We haven’t done a thorough tests but based on the initial results, ZAM does have a significant performance enhancement.

I notice that other than -O ZAM, there are some additional options of ZAM according to ZAM/README. So I wonder if there is any options can print some debug information, such that which can be utilized to increase the performance further.

Also we appreciate that if there is any comments, ideas and suggestions about our settings/configs in favor of performance enhancement, or if you would like to know more details of our tests.

Again thank for having this great feature of zeek in new releases!

1 Like

It’s great to hear that you’re getting definite performance benefits running on a large workload!

Regarding options for trying to further increase performance, there are three possibilities that come ot mind:

  1. Run using --profile-scripts (both with and without -O ZAM) to generate script-level profiles to stdout, used to look for script-level optimization opportunities. I can help with interpreting what it shows.

  2. Run using -O ZAM -O profile-ZAM to get a fine-grained profile of ZAM execution that you can send to me for analysis.

  3. Compile your scripts to C++ using the features documented in src/script_opt/CPP/README.md. This is a significant undertaking, so if you want to do it you should contact me via the Zeek Slack so we can discuss the particulars.

I’ve already put a bunch of work into optimizing ZAM for executing the default scripts, so the first two suggestions above only make sense if you’re using significant additional scripts over the default ones. (Also, the first two options will make your execution run much more slowly than it normally does, because of the expense of the instrumentation used to gather the profiles, so you’ll need to adjust your traffic load accordingly.)

Thank you for your time and great guidance, actually we would like to tried all your mentioned three possibilities.

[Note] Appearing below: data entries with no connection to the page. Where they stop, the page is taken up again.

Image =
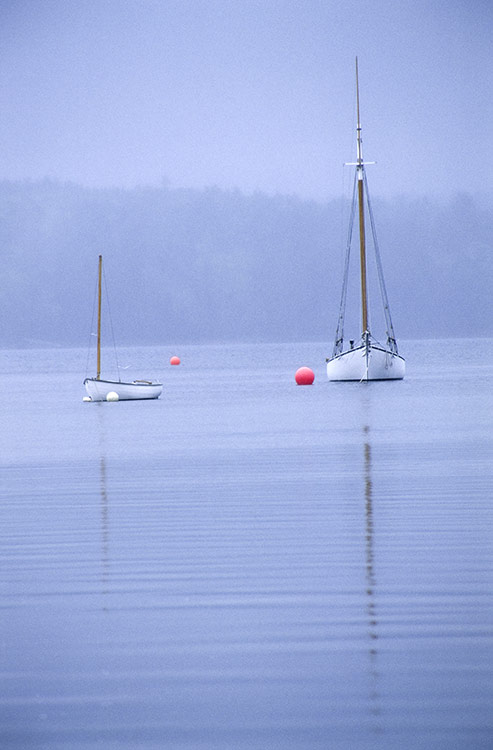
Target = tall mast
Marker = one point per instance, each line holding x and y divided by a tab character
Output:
360	169
100	273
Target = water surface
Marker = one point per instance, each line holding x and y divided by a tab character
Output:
247	563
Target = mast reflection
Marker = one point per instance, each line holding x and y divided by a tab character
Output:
374	696
104	505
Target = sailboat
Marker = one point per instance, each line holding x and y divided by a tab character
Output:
116	390
364	359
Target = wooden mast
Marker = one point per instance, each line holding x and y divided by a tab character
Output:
362	246
100	273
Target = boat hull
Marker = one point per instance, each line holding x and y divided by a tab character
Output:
366	363
97	390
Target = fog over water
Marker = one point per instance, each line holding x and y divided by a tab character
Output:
247	94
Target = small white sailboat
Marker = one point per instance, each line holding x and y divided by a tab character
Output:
364	359
116	390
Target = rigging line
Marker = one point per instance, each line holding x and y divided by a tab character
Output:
111	325
92	325
342	307
383	291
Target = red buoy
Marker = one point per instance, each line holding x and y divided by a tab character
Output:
304	376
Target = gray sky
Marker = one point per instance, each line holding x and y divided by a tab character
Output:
248	94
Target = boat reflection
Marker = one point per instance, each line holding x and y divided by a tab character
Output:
104	504
371	584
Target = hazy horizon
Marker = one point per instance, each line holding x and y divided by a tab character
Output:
253	95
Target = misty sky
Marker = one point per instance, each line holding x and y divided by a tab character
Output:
248	94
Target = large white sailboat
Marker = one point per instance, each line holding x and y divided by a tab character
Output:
364	358
116	390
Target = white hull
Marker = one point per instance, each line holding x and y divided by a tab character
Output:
97	390
366	363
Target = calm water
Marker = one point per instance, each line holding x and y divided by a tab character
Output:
247	563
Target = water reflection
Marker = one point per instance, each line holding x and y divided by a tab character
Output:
105	534
374	696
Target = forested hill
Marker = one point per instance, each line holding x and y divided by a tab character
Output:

For your mentioned methods 1) and 2), actually we do have installed some third party plugins from packages.zeek.org and some custom scripts on our working environment. But since we know they are going to take extra computing, so we use the default scripts version as a based performance reference.

We’ll test our loaded scripts/plugins version and adjust the traffic accordingly. Once we have the profile result, we’ll post asap.

For your mentioned third method, we are more than happy to try the feature. And it might be the case that we don’t have to compile all scripts to C++, but some bottleneck ones from profiling results of aforementioned 1 and 2. We look forwarding discussing details with you by zeek slack.

Again thank you for your time and we’re honor to have this chance to try ZAM and might even improve the performance further.